OHSU Researchers Achieve Bioscience Breakthroughs
Published Mar 06, 2007

A researcher works in a lab that is part of the university’s Neurological Sciences Institute in Beaverton.
When Oregon taxpayers in 2002 approved a $200 million bond initiative to support research at Oregon Health & Science University, the vote of confidence was further evidence that the state, and Portland in particular, is bullish on bioscience.
“Those dollars have been used for several important purposes for the university to continue its research growth. One of the most important was space,” says Daniel Dorsa, OHSU vice president for research.
About half the bond revenue was allocated to a $145 million project to construct a 12-story, 274,000-square-foot Biomedical Research Building, which opened in 2006. OHSU Foundation raised and continues to raise additional millions in philanthropic donations.
OHSU researchers in the building’s sophisticated laboratories study the prevention, cause, diagnosis and treatment of diseases and afflictions including cancer, Alzheimer’s, Parkinson’s, arthritis, obesity and multiple sclerosis, as well as other diseases of the brain, heart, eyes, nervous system and lungs.
OHSU is the state’s only health and research university and its only academic health center, treating more than 184,000 patients annually.
OUT OF THE LABS
The university is unique among its peers nationally because of its engineering school, which focuses on environmental links to human health.
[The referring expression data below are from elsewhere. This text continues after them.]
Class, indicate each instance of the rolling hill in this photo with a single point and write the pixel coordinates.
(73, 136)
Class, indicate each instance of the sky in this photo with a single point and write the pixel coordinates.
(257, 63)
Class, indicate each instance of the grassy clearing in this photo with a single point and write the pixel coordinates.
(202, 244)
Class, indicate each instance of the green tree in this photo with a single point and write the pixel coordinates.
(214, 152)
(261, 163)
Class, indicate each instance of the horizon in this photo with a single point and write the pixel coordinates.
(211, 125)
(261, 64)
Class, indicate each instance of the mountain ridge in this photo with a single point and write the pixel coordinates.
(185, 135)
Dorsa says that one-two punch of medicine and engineering makes the university a leader in moving discoveries out of the labs and into use.
In fact, OHSU in partnership with Kaiser Permanente landed one of the first National Institutes of Health grant awards for clinical and translational science, which Dorsa defines as “the rapid movement of fundamental discoveries to applications that improve human health.”
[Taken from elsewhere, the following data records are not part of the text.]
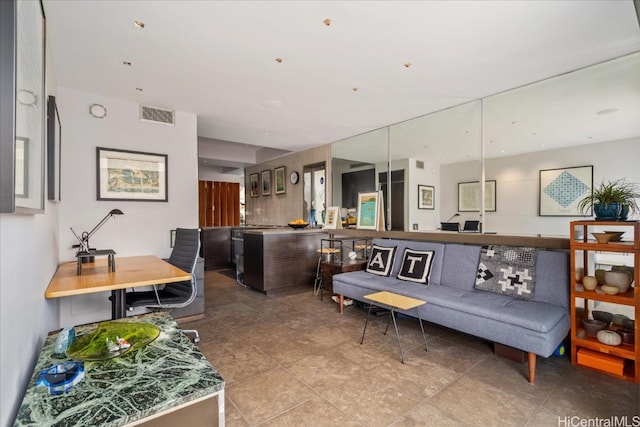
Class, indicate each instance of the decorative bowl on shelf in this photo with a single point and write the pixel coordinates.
(593, 326)
(609, 289)
(604, 237)
(619, 279)
(627, 335)
(590, 283)
(298, 224)
(604, 316)
(617, 235)
(609, 337)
OHSU nearly reached the $300 million mark for external research funding in 2006. “That’s been a dramatic growth, and most of that growth comes from NIH, which is the major funder of research in the country,” he says. “These are all competitively won awards by our scientists, and much of the growth is really a reflection of the excellence of the faculty.”
Not surprisingly, OHSU researchers frequently make international headlines for breakthroughs. In 2006, surgeons at OHSU’s Doernbecher Children’s Hospital performed the first transplant of fetal stem cells into the human brain, while researchers at the Vaccine and Gene Therapy Institute published a finding that a low-calorie diet may keep the immune system from decaying with age.
LEUKEMIA-FIGHTING THERAPY
Also in 2006, Dr. Brian Druker, program director of the OHSU Cancer Institute and discoverer of the promising cancer drug Gleevec, published the extraordinary results of a five-year study. During that time, nearly 90 percent of 553 subjects suffering from a specific type of leukemia survived after initial therapy with Gleevec, discovered in collaboration with drug giant Novartis.
OHSU’s private-sector partnerships, as well as entrepreneurial ventures based on research findings, promise a healthy future. “We’ve really ramped up our technology-transfer efforts, … and our faculty are becoming even more entrepreneurial all the time,” Dorsa says. “We want the business community to be interested in our technologies.”